Are you two logged on?
>Why would an American company rat on an internaltional journalist like that?<
Uh, because Communism is thicker than water?
While I dislike censorship, I respect the right of each nation to self-govern. The exception would be if a nation were threatening another nation. Leave China to do what they will and leave the USA to do as we will.
I started using Scroogle a couple of days ago after I read a posting here on FR about Google (and Scroogle).
I can respect that position so long as the country in question is democratic. When a nation is not democractic, I challenge whether or not "self-governing" is really going on.

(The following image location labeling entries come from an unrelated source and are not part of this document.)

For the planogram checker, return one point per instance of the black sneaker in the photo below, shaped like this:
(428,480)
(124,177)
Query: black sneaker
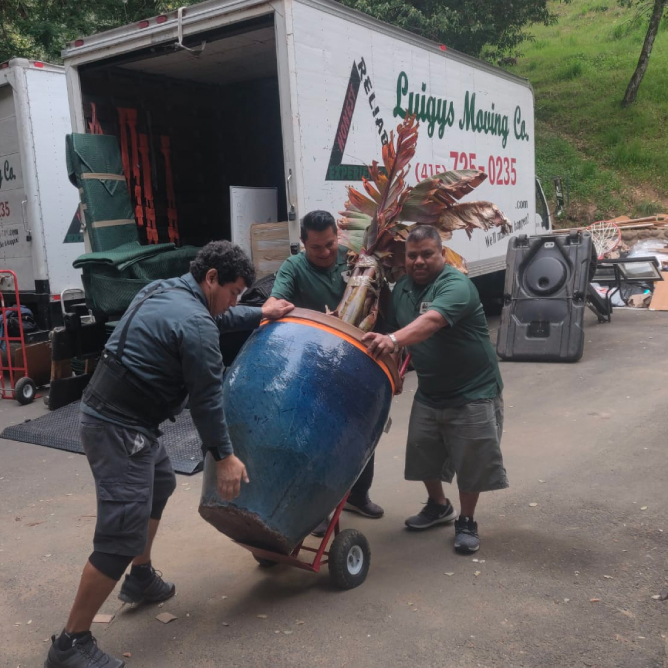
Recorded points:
(151,590)
(365,507)
(433,513)
(84,653)
(466,535)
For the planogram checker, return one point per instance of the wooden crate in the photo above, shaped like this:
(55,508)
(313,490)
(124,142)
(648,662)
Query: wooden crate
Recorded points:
(270,246)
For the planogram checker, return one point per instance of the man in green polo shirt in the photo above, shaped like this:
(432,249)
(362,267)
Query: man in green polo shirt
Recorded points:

For the people of China to choose not to use Wikipedia is one thing...a small clique of Communist officials imposing that choice on the Chinese masses is a different matter.
As a libertarian, I count Internet censorship as a good thing because it presents an irresistible challenge to hackers. Instead of wasting their time on Sudoku tournaments and Everquest marathons, it puts them to work inventing new ways to encrypt information and make life hell for those who would suppress free speech. Even here in the land of the free, hackers have methodically and within days broken every attempt by the entertainment industry to impose DRM on our media formats.
There was a surge that caused my beeber to get stuned. I’m all right now. :o)
LOL....censorship? No not here
Let me make it clear that I am not advocating a policy of forcing regime change on countries at the drop of a hat. That presents a number of practical and moral difficulties. I don't see any problem, however, with using persuasion and peaceful support to help countries change from within.
Of course, to be consistent I have to be open to persuasion and peaceful intereference from outside countries into my own as well. I don't have a problem with that. If a Canadian wants to tell me why socialized medicine would great for America, I'll simply tell him why he's wrong. It might bug me, but in the end I recognize his right to voice his opinion. I wouldn't even think of trying to get the government to censor his message.
China will bend, but it will bend from within. External pressure will only stiffen resistance to change.
You may be right. Of course, given that the Chinese government is so afraid of external pressure that they must censor the internet suggests otherwise.